Autorretrato
text in Portuguese
Em cada som meu existe algo que me pertence e algo que não controlo.
Uma linguagem foi estudada, saqueada, tratada, adquirida, assimilada, estruturada, testada, debatida, maturada, refletida, criticada, difundida, teorizada, registada, arquivada. A outra não sei de onde vem. Entrelaçam-se as duas, fazem amor doce ou caoticamente dependendo da situação, e saem cheias de vida num sopro. Assim descrevo o meu som. O nosso som - o meu e o desse algo que me invade, acrescenta umas pitadas de existência, e me salva. O som que floresceu e deu frutos. Onde me perco no labiríntico privilégio da beleza, esse jardim de camélias.
Eletroencefalograma
text in Portuguese
Uma piscina de ideias onde mergulho de cabeça
Quando os cálculos correm bem, ergo o cocuruto à superfície da água, afasto os cabelos da vista, passo a mão pelos olhos, abro-os lentamente, subo as escadas, seco-me ao sol por uns instantes e repito a cena, variando a acrobacia e o estardalhaço provocado, o qual avalio já fora da piscina, pela quantidade de água espalhada no exterior. Primeiro prémio se acordar e molhar aquela tia insuportável que dormia a sesta, segundo se o nadador-salvador apitar, terceiro se salpicar alguém na espreguiçadeira, menção honrosa se a mãe me disser o clássico “sai daí, já tens os dedos roxos”.
Quando os cálculos correm mal, vou com a cabeça ao chão, fico inconsciente a boiar à superfície de barriga para baixo. A tia insuportável não acorda, o nadador-salvador está na palheta com o colega, nas espreguiçadeiras todos leem veementemente um qualquer best-seller, que posicionam à altura dos olhos, a mãe inclusivamente.

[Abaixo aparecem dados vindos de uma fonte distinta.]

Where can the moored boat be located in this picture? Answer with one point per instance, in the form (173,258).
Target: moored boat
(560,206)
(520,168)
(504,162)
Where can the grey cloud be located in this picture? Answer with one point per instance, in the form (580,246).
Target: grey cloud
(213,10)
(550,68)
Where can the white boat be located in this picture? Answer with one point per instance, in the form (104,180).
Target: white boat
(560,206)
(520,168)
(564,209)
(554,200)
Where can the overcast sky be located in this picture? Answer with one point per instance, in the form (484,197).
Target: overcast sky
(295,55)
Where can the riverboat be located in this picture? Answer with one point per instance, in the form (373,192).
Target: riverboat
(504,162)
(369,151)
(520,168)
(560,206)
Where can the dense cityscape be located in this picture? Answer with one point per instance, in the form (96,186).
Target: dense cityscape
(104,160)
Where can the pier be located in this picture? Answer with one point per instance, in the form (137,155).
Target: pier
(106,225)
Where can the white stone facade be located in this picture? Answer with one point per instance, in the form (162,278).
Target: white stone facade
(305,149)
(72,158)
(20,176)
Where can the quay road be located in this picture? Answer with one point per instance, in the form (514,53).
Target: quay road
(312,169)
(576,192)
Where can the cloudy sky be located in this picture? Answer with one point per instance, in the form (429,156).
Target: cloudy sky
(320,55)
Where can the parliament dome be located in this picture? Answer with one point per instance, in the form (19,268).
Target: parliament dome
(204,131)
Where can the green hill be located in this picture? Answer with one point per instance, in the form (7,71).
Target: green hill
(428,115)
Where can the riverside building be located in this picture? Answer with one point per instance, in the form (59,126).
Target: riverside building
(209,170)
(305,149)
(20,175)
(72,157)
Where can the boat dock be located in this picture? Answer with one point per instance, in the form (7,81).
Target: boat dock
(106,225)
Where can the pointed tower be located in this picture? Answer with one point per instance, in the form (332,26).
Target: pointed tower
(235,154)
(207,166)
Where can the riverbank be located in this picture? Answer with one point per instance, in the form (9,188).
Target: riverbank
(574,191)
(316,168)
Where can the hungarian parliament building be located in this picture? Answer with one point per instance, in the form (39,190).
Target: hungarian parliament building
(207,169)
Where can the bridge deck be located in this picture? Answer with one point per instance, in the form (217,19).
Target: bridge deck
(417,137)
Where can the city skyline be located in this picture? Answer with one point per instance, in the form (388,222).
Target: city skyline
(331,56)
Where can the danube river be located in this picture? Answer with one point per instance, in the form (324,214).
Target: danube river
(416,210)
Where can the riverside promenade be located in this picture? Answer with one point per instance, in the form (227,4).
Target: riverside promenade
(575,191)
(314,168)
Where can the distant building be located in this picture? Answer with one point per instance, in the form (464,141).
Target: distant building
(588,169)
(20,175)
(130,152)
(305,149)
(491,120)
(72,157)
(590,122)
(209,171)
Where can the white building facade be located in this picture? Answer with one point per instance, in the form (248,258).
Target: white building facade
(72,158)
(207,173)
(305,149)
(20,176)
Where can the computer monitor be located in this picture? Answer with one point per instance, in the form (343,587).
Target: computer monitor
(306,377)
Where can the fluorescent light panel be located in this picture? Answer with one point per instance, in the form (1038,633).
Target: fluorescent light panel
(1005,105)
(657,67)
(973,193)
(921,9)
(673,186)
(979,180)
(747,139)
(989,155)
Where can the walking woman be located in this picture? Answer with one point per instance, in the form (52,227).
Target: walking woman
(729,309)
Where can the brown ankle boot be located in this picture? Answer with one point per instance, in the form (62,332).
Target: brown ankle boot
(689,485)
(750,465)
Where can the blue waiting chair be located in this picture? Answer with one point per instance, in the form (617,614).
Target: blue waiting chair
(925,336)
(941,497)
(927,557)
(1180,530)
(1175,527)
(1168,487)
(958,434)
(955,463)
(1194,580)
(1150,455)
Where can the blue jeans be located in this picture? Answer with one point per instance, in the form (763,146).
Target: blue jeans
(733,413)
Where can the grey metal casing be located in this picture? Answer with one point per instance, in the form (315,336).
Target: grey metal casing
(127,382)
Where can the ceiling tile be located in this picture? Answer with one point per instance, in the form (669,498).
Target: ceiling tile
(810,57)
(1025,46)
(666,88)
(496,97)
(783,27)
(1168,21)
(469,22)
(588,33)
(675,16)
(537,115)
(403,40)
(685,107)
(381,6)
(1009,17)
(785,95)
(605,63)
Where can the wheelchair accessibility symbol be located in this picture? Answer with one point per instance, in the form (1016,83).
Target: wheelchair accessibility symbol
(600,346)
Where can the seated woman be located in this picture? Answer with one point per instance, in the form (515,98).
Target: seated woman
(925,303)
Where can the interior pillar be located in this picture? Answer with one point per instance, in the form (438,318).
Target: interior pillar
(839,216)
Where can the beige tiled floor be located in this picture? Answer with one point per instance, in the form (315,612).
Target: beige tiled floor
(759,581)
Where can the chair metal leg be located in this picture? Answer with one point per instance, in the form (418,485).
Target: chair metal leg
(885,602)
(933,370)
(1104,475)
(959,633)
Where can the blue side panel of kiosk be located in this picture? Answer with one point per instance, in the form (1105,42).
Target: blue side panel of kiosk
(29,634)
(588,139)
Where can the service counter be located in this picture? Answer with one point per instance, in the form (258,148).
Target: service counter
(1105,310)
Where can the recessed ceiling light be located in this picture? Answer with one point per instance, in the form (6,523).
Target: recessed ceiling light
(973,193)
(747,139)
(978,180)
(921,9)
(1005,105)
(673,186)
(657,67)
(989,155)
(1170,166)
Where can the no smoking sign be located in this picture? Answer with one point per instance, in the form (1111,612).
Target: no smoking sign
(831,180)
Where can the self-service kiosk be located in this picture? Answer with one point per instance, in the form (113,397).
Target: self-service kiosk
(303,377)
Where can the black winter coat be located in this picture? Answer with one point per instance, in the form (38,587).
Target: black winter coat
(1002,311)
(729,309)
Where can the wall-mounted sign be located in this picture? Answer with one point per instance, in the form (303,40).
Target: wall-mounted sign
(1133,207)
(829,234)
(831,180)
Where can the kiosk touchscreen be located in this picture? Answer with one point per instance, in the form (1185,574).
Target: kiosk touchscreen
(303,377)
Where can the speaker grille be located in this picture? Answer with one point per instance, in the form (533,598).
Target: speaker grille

Nessa viagem que faço, um mundo abre-se, desbloqueiam-se-me ideias, encontro aquela frase que andava à procura há meses ali no fundo do tanque, um som que escutara e que me trazia tantas saudades é-me tocado de novo ao ouvido, vai subindo e subindo de intensidade até me acordar. Respiro agonicamente, ufa que ainda estou vivo, abro os olhos rapidamente, subo as escadas, não incomodo ninguém ali deitado à beira da piscina, entro encharcado no hall do hotel, o olhar da recepcionista ruiva persegue-me, acha-me doidinho com certeza, ligo-lhe pívia, subo ao 13° piso, abro a porta do quarto e sento-me na escrivaninha. De caneta na mão e a pingar a carpete, algo novo está para nascer.
Horizonte
text in Portuguese
É necessário resistir à tentação do discurso fácil - aquele que reduz o mundo à lógica binária do forte e do fraco, que aceita o poder material como leme das nossas vidas, que normaliza a morte do intelecto, a erosão da unicidade e o esvaziamento do sentido crítico. Se, por um lado, esses discursos oferecem conforto imediato, por outro, cobram um preço elevado: a anestesia da consciência e a renúncia a tudo o que exija o exercício do pensamento. Em oposição, deixemo-nos invadir pelo belo, não como fuga, mas como requisito quotidiano.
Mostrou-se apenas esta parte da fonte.